The Toronto Raptors play the next of their flurry of games against downtrodden teams tonight with a rematch against the Cavaliers in Cleveland. While our guys have been fending off all comers in the Atlantic Division to sit first, the Cavs continue to disappoint and are a case in point against tanking. Despite Cleveland’s juicy draft slots the past few years (#1 & #19 in ’13, #4 & #24 in ’12, #1 & #4 in ’11), they are struggling mightily, and coach Mike Brown might follow recently-fired GM Chris Grant out the door. Owner Dan Gilbert is notorious for his impatience. A spate of injuries hasn’t helped their cause either.

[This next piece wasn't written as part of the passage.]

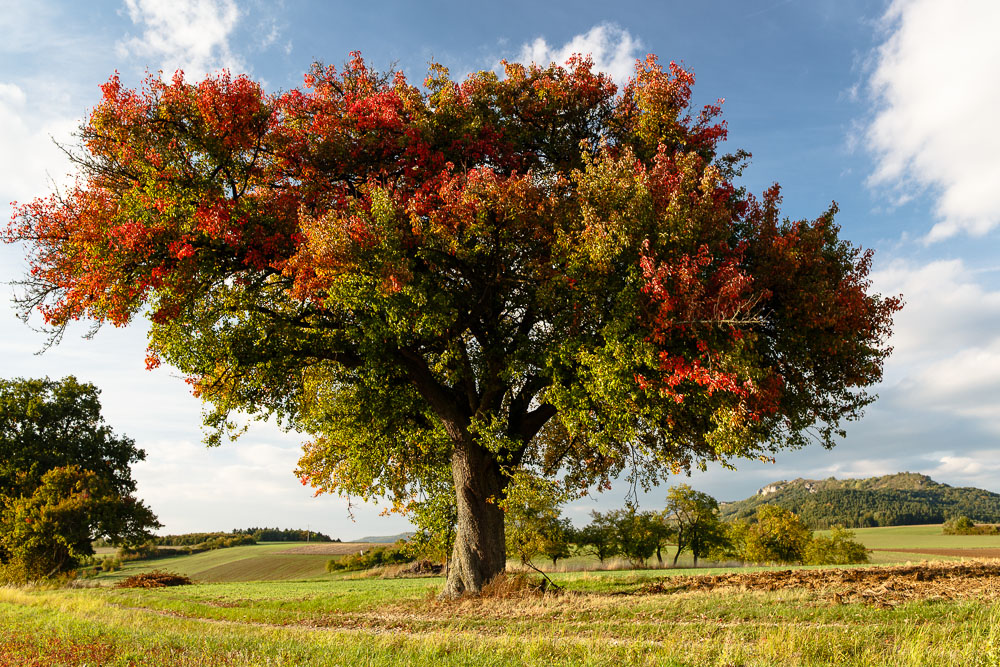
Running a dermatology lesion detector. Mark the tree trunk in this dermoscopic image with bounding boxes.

The Raps ended the Cavs’ 6-game winning streak on Friday night, and since then they’ve dropped another game, to the Wizards. With a hefty 4.7 team differential between points allowed and scored, the Cavs aren’t out of the woods yet. There are some positives: Tristan Thompson ranks third in the East with 27 double-doubles, Spencer Hawes came from Philly at low cost to help their front court, and Anthony Bennett is showing flashes of justifying his #1 overall selection.
Toronto has played well enough to win, but has not put together 48 minutes of sound basketball for some time. Is tonight the game in which they look like a team zeroing in on a strong playoff run?
The Raps will win this game if they:
- shut down Kyrie Irving once again. Terrence Ross is utilizing his athleticism to stay in front of some of the NBA’s best wingmen. He outscored Kyrie the All-Star Game MVP 20-17, allowing him just 3 baskets on 16 shots.
- get some production from all our big men. Jonas Valanciunas had a fine game against their front line; can he do it again? Patrick Patterson will likely shoulder a large load, as Amir Johnson’s ankle won’t stand much more abuse. Everyone will need to box out Tristan Thompson, who’s their only healthy rebounder. Cleveland had more rebounds and blocked shots on Friday than Toronto; that shouldn’t happen.
- get lane penetration from Greivis Vasquez. This fellow is at his best when he’s making his floaters, and should find space against Cleveland’s weak second unit.
The Cavaliers are next year’s team (they have been saying that for a while, actually), but with a depleted line-up don’t have enough to beat this season’s Raps. Toronto has some anxious moments, but comes away with a 97-90 victory.